While there is no effective means of preventing the development of CIE, it is recommended that patients receive intravascular saline infusion while undergoing CAG, and are adequately hydrated. The intravascular administration of steroids or mannitol may help to control the symptoms of edema in some patients, but the effectiveness of these compounds is limited in subjects undergoing hemodialysis as a consequence of anuria or oliguria resulting from impaired renal function.[4],[7],[10]–[13] Mannitol can enhance BBB permeability, potentially increasing the penetration of the contrast agent into the brain due to the delayed elimination of these agents from circulation. Therefore, the present patient was not administered mannitol, and instead received intravenous fluids and underwent dialysis, which yielded satisfactory results.

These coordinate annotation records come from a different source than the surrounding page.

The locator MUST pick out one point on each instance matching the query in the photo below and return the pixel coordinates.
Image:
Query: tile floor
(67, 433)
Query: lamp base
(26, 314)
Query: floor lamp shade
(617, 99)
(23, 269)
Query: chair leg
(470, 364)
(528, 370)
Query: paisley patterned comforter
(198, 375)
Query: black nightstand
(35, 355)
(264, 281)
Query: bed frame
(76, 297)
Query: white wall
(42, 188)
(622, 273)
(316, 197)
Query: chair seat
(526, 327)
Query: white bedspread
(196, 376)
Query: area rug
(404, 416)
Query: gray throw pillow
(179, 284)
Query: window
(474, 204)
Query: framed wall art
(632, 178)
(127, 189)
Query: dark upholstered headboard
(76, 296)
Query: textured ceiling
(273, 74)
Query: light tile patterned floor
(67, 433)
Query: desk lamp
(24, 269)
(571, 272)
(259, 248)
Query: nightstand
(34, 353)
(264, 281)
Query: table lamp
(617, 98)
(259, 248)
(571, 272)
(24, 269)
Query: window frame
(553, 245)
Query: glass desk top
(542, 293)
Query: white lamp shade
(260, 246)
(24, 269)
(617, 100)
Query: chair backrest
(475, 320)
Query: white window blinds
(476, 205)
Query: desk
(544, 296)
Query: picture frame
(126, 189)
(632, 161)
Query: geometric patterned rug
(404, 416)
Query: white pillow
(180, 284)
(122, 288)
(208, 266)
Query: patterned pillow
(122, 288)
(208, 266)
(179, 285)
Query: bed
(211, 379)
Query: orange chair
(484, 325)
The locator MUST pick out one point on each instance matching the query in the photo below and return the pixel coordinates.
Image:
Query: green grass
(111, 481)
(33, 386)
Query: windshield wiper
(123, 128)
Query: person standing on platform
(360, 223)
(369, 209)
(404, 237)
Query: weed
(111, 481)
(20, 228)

The development of CIE is challenging to predict. The presented patient had a history of previous successfully performed PCI without experiencing any side effects of the contrast agent. Most patients suffering from CIE achieve a good prognosis with supportive care, with symptoms resolving completely in a short period of time. While CIE typically does not result in long term complications, in the present case, the patient was unable to undergo revascularization therapy as a result of this condition, suggesting the presence of other potential complications of CIE.
Going forward, it is critical that clinicians weigh the potential for the development of CIE by the patient against the necessity of a contrast-based diagnostic procedure. To ensure ethical and optimal patient care, cardiologists must be aware of the likelihood of CIE. If the patient exhibits symptoms consistent with CIE, the most common differential diagnoses, such as meningitis or ischemic/hemorrhagic stroke, must be excluded.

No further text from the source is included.